Au milieu du set, Jonah attrapa à nouveau le micro, essuyant la sueur sur son front. Son tee-shirt usé et sa chemise en flanelle trahissaient à la fois l’époque et son style.
— Cette prochaine chanson, annonça-t-il, sa voix résonnant dans le grand espace, est pour tous ceux qui ont été jugés, critiqués ou mis de côté. Vous savez qui vous êtes.
Lila sentit son cœur s’emballer quand il la regarda. Le morceau débuta lentement, dans un riff doux mais chargé d’émotion, avant de s’intensifier peu à peu. Les paroles, écrites par Jonah, parlaient de résilience, de l’importance de trouver sa voix et de ne jamais renoncer à être soi-même.
La foule se laissa emporter. Même ceux qui étaient venus par simple curiosité semblaient touchés par la sincérité qui émanait de la scène. Chloé, quant à elle, fronça les sourcils, mais ne pouvait cacher une certaine admiration. Emily, à ses côtés, esquissa un sourire discret.
Quand la dernière note s’éteignit, un silence presque sacré régna quelques secondes avant que la foule n’explose en applaudissements et cris d’enthousiasme. Jonah, Lucas, et Ryan échangèrent un regard, sourires fatigués mais emplis de fierté. Lila, émue, monta sur scène. Sans un mot, elle étreignit Jonah, provoquant des acclamations encore plus fortes.

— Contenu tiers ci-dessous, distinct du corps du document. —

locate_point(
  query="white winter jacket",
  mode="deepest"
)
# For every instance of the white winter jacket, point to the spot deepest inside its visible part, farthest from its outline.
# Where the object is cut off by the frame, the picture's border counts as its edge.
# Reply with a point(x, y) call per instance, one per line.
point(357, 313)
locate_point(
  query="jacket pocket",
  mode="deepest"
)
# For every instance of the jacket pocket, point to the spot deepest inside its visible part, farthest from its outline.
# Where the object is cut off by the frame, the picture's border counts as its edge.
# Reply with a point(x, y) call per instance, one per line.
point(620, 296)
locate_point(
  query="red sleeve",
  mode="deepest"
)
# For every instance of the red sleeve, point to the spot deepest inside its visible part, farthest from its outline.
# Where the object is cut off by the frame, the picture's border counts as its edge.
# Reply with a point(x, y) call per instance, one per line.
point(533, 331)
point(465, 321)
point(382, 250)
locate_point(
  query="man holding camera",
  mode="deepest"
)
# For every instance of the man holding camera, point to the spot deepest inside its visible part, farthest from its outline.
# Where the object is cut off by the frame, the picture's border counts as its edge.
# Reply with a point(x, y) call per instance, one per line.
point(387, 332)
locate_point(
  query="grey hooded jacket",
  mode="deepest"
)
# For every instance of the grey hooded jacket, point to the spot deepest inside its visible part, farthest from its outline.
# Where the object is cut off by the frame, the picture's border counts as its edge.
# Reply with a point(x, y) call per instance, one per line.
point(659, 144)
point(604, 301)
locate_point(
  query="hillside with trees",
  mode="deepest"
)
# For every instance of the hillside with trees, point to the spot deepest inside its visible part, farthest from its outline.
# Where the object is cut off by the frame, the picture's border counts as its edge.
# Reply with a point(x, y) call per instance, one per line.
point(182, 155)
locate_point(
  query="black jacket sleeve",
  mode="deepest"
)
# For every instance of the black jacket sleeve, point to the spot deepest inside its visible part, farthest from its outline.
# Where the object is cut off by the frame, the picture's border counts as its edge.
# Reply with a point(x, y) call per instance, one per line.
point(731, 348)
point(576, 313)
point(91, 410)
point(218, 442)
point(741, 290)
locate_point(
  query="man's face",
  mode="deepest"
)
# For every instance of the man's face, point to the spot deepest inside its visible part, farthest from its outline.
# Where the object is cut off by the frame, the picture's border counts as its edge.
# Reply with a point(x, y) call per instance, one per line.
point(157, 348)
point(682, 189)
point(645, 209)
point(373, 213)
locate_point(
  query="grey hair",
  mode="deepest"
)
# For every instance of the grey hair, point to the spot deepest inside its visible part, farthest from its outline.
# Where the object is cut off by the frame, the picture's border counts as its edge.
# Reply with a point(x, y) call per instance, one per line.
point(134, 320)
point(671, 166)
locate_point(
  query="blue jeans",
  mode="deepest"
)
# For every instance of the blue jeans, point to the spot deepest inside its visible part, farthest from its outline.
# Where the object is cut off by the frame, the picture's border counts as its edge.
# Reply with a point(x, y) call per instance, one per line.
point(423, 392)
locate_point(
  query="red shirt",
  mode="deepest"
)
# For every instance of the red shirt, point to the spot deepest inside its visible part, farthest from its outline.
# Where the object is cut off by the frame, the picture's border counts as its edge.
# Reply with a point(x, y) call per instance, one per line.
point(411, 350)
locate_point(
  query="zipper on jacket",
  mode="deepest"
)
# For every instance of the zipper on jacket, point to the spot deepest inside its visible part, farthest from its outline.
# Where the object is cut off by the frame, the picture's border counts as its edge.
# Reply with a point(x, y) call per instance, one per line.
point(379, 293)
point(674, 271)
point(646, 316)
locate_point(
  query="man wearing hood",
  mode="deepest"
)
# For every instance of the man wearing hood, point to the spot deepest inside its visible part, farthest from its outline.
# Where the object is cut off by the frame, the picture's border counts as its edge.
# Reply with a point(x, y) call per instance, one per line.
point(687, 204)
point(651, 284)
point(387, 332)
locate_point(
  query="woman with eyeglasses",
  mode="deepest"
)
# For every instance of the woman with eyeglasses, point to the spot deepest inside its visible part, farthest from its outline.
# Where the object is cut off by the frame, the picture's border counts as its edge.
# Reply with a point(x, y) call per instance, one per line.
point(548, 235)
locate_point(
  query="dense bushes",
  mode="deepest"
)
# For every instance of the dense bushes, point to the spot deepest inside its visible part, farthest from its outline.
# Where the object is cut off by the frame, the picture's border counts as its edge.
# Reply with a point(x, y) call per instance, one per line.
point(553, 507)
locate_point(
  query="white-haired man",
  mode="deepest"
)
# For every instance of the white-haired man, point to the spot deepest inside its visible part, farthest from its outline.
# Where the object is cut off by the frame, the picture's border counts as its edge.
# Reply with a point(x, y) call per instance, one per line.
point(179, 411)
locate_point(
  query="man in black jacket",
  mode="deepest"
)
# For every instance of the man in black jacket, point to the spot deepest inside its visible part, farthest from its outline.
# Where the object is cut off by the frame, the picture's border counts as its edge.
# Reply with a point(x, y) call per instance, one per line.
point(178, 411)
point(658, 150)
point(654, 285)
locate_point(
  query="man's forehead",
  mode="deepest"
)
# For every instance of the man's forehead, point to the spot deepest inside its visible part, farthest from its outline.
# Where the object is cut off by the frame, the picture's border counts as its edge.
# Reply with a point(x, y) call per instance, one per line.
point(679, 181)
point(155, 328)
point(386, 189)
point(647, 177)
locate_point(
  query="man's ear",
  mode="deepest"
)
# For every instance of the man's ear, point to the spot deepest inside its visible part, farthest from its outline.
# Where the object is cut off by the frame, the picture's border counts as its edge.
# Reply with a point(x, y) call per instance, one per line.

Non loin, Carter quitta l’entrepôt en silence, accompagné de son groupe, l’air fermé. Mais pour Lila et Jonah, leur départ ne signifiait pas la moindre défaite. Ils avaient réussi : ils s’étaient exprimés librement, et le public avait répondu présent.
Le lundi matin, au lycée, l’atmosphère avait changé : Jonah et Lila n’étaient plus seulement des cibles de moqueries, mais aussi des élèves respectés pour avoir organisé ce concert et prouvé leur détermination. Dans les couloirs, certains élèves les saluaient ou leur adressaient des sourires, comme s’ils avaient gagné une forme de reconnaissance.
Même Chloé, bien que toujours distante, ne paraissait plus nourrir la même rancœur. Emily discuta brièvement avec Lila, la félicitant pour le concert. Bien sûr, tout n’était pas rose : Carter demeurait hostile, mais il ne pavoisait plus. Ses sarcasmes s’étaient raréfiés, comme s’il avait perdu une bataille cruciale.
Pourtant, Lila et Jonah savaient que ce n’était qu’une victoire dans un champ de bataille plus vaste : celui du regard des autres, des attentes familiales ou sociales, et de leurs propres démons intérieurs. Ils avaient gagné en respect, mais leurs adversaires restaient tapis dans l’ombre, à l’affût de la moindre faiblesse.
Un après-midi, alors qu’ils traversaient la cour, main dans la main, Jonah murmura :
— On a gagné cette manche, Lila. Mais je sens que la partie est loin d’être finie.
Elle lui sourit, serrant ses doigts un peu plus fort.
— C’est pas grave, tant qu’on avance ensemble, répondit-elle, la voix calme mais pleine de détermination.
Le concert avait marqué un tournant : désormais, ils pouvaient regarder Franklin High avec un peu plus de confiance. Et même si la suite réservait sans doute d’autres tempêtes, ils se savaient plus forts qu’avant, mus par l’envie de défendre leur vérité et leur place dans un monde qui avait longtemps voulu les faire taire.